Section 5.3. Meetings
The Executive Committee shall meet on at least a monthly basis at a scheduled time, date and place, to evaluate the progress of different committees, resolve problems, if any, and transact the business of Indonesia Relief-USA. A simple majority of the members of the Executive Committee shall determine the quorum for such meetings.
Section 5.4. Notice
The schedule for meetings of the Executive Committee shall be prepared in advance and each member of the committee shall be notified at least seven (7) days before a meeting.
Section 5.5. Finance Review Committee and Auditors
Each year no later than thirty (30) days before the election of Officers, the Board shall appoint a Finance Review Committee from the Regular Board members (Non-Officers). The Committee shall review the semi-annual finance reports presented to the Board and submit the results of its review to the Board. Each year the Board of Directors shall also appoint a licensed accounting firm to audit the accounts of Indonesia Relief-USA, if deemed necessary. The Board shall make available to public a detailed copy of the audited financial statement, by a formal request of the person.
ARTICLE 6 FISCAL YEAR
The fiscal year of the corporation shall begin on the first day of January each year.
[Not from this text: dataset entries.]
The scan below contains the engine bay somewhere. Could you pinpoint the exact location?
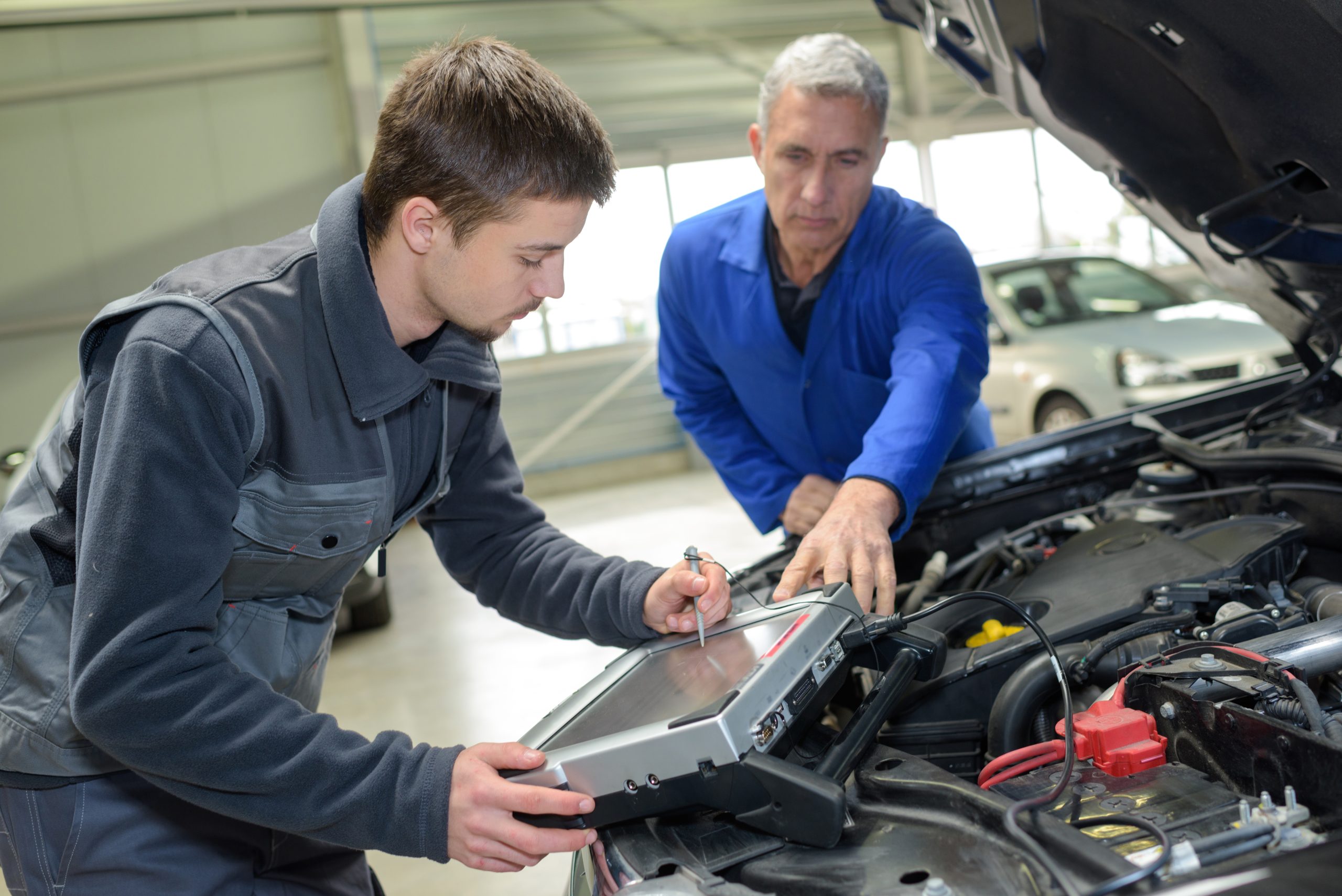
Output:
[588,387,1342,896]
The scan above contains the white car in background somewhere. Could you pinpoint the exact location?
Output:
[980,256,1296,444]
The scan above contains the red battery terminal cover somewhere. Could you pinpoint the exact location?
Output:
[1056,700,1167,778]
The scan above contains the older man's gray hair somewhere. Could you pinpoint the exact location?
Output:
[760,34,890,132]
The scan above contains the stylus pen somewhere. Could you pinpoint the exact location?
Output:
[685,545,703,646]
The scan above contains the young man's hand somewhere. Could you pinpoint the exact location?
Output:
[643,551,731,634]
[778,473,839,535]
[447,743,596,870]
[773,479,899,614]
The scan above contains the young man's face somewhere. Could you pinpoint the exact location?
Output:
[423,199,592,342]
[750,86,886,258]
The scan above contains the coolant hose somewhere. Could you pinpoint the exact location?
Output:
[1068,610,1197,684]
[1291,576,1342,620]
[988,644,1087,757]
[899,551,947,616]
[1287,676,1342,742]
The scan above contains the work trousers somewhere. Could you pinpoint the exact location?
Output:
[0,771,381,896]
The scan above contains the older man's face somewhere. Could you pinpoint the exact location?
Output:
[750,86,886,255]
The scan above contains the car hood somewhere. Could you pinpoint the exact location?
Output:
[876,0,1342,343]
[1030,302,1291,368]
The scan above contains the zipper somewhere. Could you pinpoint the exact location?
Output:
[377,384,455,578]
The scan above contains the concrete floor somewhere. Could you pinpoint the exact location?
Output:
[321,472,778,896]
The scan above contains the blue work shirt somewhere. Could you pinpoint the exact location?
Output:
[657,187,993,538]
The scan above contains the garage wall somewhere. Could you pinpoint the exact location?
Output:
[0,14,355,451]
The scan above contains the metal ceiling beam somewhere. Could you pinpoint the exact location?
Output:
[0,0,538,28]
[0,47,330,106]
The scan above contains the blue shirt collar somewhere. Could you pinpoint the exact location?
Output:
[718,187,898,280]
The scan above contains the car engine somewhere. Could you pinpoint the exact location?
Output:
[572,386,1342,896]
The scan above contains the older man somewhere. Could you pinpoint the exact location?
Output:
[659,34,993,613]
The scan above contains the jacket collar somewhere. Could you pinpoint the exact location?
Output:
[311,175,501,420]
[718,187,895,282]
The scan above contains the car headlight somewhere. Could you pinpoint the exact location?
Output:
[1114,349,1193,386]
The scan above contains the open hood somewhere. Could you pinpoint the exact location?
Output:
[876,0,1342,349]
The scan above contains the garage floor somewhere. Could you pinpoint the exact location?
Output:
[321,472,778,896]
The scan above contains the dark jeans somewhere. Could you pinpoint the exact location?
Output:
[0,771,380,896]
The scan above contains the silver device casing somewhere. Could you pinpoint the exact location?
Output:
[511,585,862,795]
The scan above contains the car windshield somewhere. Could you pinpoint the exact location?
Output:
[992,259,1188,327]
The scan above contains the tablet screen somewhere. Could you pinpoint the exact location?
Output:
[541,608,805,750]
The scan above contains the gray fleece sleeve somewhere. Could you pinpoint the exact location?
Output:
[419,394,666,646]
[70,312,459,861]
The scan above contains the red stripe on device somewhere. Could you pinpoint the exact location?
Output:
[760,613,810,660]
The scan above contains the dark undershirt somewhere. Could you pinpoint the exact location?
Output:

CONTRACTS, LOANS, CHECKS, AND DEPOSITS
Section 7.1. Contracts
The Board of Directors may authorize any officer or officers, agent or agents, to enter into any contract or execute and deliver any instrument in the name of and on behalf of the Corporation, and such authority may be general or confined to specific business.
Section 7.2. Loans
No loans shall be contracted on behalf of the Corporation and no evidences of indebtedness shall be issued in its name unless authorized by a resolution of the Board of Directors. Such authority may be general or confined to specific instances.
Section 7.3. Checks, Drafts, or Orders
All checks, drafts, or other orders for the payment of money, notes, or other evidences of indebtedness shall be signed by such officer or officers, agent or agents of the Corporation and in such manner as from time to time shall be determined by resolution of the Board of Directors.
Section 7.4. Deposits.
All funds of the Corporation not otherwise employed shall be deposited from time to time to the credit of the Corporation in such banks, trust companies, or other depositories as the Board of Directors shall select.
The corporation shall keep correct and complete books and records of account and shall also keep minutes of the proceedings of its members, Board of Directors and committees having and exercising any of the authority of the Board of Directors, and shall keep at the principal office a record giving the names and addresses of the members entitled to vote. All books and records of the corporation may be inspected by any member, or his agent or attorney, for any proper purpose at any reasonable time.
ARTICLE 9 AMENDMENTS
These bylaws may be altered, amended, or repealed, and new bylaws may be adopted by the Board of Directors at any regular or special meeting of the board; provided, however, that the minimum number of directors shall not be increased or decreased nor shall the provisions of Article 3, concerning the members, be substantially altered without the prior approval of two-thirds of the members.
ARTICLE 10 DISSOLUTION
A dissolution shall require a minimum vote of two-thirds of the member organizations in good standing. Any residual proceeds shall be distributed to another non-profit organization with 501(c)(3) status.